Drug Interaction Report

GENERALLY AVOID: Coadministration with potent or moderate inhibitors of CYP450 2C9 may significantly increase the plasma concentration of meloxicam, which has been shown to be primarily metabolized by this isoenzyme. In a study of healthy volunteers, voriconazole, a weak CYP450 2C9 inhibitor increased the systemic exposure of meloxicam by 47% and prolonged the average meloxicam half-life by 51%. Clinical data for meloxicam use in combination with other more potent CYP450 2C9 inhibitors are unavailable.

MANAGEMENT: Concomitant use of meloxicam with potent or moderate CYP450 2C9 inhibitors should generally be avoided. If coadministration is required, monitor patients for NSAID-related side effects and toxicity including gastrointestinal bleeding or perforation. Dose adjustment of meloxicam may be warranted.
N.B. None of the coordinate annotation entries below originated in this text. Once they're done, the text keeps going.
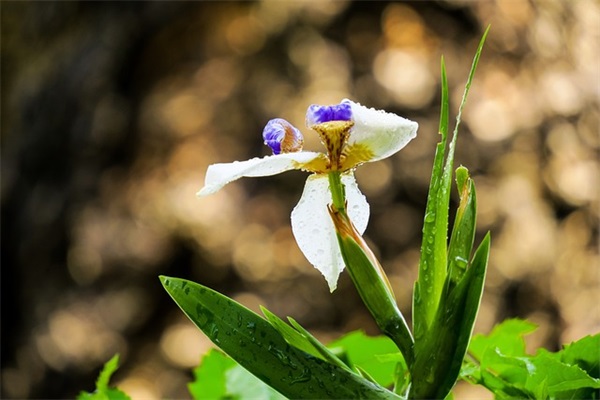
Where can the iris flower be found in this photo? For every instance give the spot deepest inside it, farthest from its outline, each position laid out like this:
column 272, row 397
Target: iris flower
column 352, row 135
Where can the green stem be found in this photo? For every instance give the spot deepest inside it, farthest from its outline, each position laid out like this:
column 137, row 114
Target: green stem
column 338, row 193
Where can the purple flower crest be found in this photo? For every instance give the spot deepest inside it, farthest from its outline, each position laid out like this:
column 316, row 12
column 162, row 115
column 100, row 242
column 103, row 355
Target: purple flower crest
column 317, row 114
column 281, row 136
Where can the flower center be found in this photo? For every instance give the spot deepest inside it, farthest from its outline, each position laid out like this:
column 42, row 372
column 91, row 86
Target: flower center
column 334, row 136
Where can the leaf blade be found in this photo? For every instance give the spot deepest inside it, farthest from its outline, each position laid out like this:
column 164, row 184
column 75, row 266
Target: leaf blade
column 259, row 348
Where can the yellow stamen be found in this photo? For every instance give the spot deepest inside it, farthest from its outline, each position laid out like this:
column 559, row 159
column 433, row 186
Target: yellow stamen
column 334, row 135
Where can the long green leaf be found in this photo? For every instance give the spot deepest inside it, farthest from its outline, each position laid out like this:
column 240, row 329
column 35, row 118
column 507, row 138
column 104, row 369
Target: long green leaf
column 257, row 346
column 463, row 232
column 425, row 299
column 438, row 360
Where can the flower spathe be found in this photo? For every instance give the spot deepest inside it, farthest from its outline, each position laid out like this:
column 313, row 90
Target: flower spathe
column 352, row 135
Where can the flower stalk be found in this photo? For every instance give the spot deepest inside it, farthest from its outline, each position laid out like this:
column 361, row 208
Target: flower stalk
column 372, row 283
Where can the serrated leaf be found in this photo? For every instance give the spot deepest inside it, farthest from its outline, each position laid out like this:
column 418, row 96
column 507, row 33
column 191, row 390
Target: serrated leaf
column 364, row 351
column 323, row 351
column 254, row 344
column 584, row 353
column 242, row 385
column 291, row 335
column 438, row 362
column 103, row 392
column 425, row 299
column 541, row 375
column 506, row 336
column 463, row 232
column 209, row 377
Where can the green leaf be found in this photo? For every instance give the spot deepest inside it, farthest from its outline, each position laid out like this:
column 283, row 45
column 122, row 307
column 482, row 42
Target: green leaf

ADJUST DOSING INTERVAL: Food may reduce the oral bioavailability of asciminib. When a single 40 mg dose of asciminib was administered with a low-fat meal (400 calories; 25% fat) in healthy volunteers, asciminib peak plasma concentration (Cmax) and systemic exposure (AUC) decreased by 35% and 30%, respectively, compared to asciminib administered in the fasted state. Administration with a high-fat meal (1000 calories; 50% fat) decreased the Cmax and AUC of asciminib by 68% and 62%, respectively.

MANAGEMENT: To ensure adequate asciminib exposures, food consumption should be avoided for at least 2 hours before and 1 hour after taking asciminib.